ISOCRATE
Fondateur
à Athènes de la première "université", Isocrate assure à la
rhétorique la plus durable des influences et inaugure des méthodes pédagogiques
qui ont inspiré jusqu'à l'enseignement de nos "humanités".
Philippe-Jean
Quillien
_____________________________
Elève
des sophistes, de Prodicos et surtout de Gorgias, Isocrate (436-338) ouvre en
393 une «université» dans les faubourgs d'Athènes, sa ville natale. C'est un
établissement payant où, contre un forfait de mille drachmes, les étudiants
peuvent suivre un cycle complet d'études qui s'étend sur trois ou quatre
années. Comme les sophistes de la première génération, Isocrate fait fortune
grâce à l'enseignement.

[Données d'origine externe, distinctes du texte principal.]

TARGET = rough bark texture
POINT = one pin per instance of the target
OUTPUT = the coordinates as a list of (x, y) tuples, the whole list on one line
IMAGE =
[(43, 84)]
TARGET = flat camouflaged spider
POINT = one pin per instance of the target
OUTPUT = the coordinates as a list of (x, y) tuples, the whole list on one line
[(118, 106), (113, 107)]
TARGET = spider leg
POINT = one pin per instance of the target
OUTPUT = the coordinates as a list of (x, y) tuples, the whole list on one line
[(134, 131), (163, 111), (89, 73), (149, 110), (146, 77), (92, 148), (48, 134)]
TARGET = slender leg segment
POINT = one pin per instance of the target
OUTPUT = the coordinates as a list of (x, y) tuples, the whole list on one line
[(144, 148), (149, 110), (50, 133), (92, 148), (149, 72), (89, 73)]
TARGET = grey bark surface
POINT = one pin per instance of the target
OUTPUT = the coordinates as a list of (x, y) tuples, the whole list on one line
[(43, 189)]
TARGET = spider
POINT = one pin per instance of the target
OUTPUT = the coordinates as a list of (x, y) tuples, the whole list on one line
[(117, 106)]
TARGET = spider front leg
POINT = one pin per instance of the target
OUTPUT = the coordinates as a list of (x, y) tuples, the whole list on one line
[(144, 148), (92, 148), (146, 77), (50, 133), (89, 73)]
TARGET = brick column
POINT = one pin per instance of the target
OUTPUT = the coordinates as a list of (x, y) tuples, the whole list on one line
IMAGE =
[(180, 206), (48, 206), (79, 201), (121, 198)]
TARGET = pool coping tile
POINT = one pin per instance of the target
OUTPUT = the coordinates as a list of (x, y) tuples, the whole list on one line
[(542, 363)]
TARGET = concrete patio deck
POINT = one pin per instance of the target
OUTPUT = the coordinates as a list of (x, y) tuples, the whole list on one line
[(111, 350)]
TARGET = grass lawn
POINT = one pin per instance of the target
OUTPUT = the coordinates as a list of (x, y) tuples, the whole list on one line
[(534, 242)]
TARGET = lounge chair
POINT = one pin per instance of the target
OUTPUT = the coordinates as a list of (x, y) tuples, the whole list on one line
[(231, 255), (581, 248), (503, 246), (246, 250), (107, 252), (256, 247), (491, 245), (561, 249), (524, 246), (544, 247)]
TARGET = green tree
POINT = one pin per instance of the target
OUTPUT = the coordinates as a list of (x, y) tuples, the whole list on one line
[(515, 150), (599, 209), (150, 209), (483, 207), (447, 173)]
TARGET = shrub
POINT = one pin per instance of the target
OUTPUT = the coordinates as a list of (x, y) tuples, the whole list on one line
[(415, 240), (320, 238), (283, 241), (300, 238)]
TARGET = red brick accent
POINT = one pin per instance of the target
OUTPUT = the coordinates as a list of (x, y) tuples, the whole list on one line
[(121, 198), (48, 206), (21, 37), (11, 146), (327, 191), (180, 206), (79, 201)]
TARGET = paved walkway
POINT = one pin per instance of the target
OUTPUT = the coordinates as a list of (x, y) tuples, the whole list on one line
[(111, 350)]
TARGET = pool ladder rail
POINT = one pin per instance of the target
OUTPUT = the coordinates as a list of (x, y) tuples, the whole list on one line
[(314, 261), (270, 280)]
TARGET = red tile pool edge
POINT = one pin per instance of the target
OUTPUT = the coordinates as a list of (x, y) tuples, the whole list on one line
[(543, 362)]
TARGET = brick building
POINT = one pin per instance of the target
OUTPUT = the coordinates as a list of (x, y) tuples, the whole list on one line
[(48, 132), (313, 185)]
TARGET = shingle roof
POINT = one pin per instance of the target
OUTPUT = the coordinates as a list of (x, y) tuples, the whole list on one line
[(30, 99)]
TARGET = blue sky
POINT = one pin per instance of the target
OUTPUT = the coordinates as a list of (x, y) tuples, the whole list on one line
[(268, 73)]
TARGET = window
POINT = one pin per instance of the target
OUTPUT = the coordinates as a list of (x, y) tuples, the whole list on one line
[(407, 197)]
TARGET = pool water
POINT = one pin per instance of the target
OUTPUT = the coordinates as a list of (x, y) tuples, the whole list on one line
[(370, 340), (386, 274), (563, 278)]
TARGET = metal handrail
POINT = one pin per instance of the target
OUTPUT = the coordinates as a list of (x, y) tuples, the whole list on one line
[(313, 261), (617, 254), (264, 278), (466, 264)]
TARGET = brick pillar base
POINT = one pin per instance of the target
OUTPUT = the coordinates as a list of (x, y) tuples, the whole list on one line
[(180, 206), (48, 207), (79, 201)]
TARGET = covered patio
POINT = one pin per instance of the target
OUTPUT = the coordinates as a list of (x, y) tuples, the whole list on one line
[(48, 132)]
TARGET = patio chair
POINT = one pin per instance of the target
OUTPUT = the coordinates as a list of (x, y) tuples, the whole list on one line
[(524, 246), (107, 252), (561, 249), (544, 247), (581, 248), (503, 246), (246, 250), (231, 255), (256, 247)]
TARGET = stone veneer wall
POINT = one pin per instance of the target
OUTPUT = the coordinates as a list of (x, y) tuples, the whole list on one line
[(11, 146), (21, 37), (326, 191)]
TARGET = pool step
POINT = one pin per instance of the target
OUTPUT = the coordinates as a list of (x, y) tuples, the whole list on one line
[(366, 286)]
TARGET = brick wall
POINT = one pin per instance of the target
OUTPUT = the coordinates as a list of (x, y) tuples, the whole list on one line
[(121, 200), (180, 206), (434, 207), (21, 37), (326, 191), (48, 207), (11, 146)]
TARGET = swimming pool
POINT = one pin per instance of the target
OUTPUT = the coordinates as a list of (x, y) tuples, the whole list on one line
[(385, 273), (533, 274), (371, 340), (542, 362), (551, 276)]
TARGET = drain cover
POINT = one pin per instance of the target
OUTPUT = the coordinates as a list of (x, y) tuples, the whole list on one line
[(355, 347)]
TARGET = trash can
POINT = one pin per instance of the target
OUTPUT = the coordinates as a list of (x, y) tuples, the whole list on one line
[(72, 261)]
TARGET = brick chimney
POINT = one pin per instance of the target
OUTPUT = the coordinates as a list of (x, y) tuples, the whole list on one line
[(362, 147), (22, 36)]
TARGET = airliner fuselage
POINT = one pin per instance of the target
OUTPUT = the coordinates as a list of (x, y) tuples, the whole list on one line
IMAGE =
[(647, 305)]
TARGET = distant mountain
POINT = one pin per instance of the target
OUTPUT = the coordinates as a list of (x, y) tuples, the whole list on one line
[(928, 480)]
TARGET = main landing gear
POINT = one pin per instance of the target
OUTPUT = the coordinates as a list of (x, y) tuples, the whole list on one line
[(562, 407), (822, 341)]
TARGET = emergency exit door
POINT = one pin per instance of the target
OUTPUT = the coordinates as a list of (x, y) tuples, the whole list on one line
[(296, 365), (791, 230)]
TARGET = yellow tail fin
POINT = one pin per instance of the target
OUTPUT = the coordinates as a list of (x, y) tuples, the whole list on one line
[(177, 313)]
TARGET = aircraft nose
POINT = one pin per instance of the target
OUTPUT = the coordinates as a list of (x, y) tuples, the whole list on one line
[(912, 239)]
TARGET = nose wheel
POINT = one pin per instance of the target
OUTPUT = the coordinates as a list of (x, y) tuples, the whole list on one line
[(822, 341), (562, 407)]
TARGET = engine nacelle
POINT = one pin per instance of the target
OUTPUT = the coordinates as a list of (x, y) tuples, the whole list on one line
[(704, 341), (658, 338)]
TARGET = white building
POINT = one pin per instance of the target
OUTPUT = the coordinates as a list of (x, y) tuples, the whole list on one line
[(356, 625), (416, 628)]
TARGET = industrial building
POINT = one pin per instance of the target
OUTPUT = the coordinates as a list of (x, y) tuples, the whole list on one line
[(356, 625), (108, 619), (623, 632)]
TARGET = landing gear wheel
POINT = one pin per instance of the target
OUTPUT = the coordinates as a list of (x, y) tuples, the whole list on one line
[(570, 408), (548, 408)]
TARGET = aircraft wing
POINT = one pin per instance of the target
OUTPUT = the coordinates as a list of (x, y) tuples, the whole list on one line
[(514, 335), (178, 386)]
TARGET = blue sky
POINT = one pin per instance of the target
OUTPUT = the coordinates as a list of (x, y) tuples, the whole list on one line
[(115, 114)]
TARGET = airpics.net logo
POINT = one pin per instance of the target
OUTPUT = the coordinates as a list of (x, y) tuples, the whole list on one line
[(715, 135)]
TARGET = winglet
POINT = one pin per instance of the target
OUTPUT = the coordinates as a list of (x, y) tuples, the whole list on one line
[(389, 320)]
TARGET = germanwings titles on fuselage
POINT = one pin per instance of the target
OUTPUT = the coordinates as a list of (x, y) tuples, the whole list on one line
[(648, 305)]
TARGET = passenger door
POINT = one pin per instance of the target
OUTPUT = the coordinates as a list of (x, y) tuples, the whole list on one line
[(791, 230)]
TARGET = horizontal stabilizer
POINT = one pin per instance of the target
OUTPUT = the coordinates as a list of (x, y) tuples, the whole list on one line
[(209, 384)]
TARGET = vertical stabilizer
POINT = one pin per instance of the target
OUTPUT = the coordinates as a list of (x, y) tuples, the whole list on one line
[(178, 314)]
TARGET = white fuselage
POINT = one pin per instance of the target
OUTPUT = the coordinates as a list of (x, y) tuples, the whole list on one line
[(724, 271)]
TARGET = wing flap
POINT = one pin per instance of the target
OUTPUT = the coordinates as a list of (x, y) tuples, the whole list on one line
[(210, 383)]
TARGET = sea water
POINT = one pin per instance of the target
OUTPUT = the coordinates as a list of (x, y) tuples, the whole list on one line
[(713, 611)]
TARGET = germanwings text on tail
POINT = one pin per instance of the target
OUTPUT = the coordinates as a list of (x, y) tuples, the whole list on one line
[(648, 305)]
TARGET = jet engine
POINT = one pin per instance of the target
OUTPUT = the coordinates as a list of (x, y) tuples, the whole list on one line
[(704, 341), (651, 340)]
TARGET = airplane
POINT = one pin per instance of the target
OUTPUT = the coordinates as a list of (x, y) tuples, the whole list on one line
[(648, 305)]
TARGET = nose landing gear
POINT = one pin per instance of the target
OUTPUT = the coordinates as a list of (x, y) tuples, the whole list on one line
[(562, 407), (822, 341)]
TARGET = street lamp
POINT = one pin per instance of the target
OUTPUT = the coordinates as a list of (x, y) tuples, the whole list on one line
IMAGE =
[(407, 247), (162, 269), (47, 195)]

Il devient même un des douze cents plus riches citoyens
d'Athènes.
Développant
un genre inauguré par les sophistes, Isocrate porte à son plus haut degré de
perfection littéraire le discours épidictique, sorte de discours d'apparat
prononcé lors de la distribution des prix dans les jeux (panégyrique) ou dans
les oraisons funéraires. Il en fait un instrument d'action morale et surtout
politique, un moyen pour le penseur de mettre ses idées en circulation et
d'agir sur l'esprit de ses contemporains.
Mais ce
curieux professeur d'éloquence, handicapé par la faiblesse de sa voix et une
timidité maladive, ne prononce pas effectivement ses discours-conférences.
Après les avoir travaillés pendant des années on parle de dix ans pour la
composition du Panégyrique il les publie comme des œuvres d'art et de
littérature.
L'enseignement
d'Isocrate est principalement consacré à l'apprentissage de l'art
oratoire : comme les sophistes, il entraîne ses élèves à bien parler. Mais
Isocrate rejette la rhétorique formelle d'un Gorgias. Il montre un vif souci
d'efficacité pratique. Il ambitionne de former des citoyens habiles et
cultivés, aptes à bien juger des affaires publiques comme privées, capables de
participer avec aisance aux conversations des banquets et aux débats des
assemblées. C'est pourquoi son enseignement fait une place non négligeable à la
philosophie, à la politique et à la morale.
Du
point de vue pédagogique, Isocrate fait entrer son rêve dans la réalité.
Célèbre dans tout le monde grec, il devient l'éducateur d'un personnel
politique nouveau. Contraint de refouler sa propre vocation politique, il tâche
de donner à la cité athénienne les dirigeants nécessaires au difficile
redressement entrepris au lendemain de la défaite face à Sparte.
Dans
ses lettres et ses discours, Isocrate, dont la modestie n'est pas la principale
qualité, aime à énumérer ses élèves les plus brillants : premier de la liste,
la gloire de l'école, Timothée, fils de Conon, au service politique duquel le
maître mettra ensuite volontiers sa plume ; les plus grands noms de l'éloquence
athénienne, Hypéride, Isée, Licurgue... Désireux, dit-on, d'ajouter son nom à
ce palmarès d'or, Démosthène en est empêché par la pauvreté.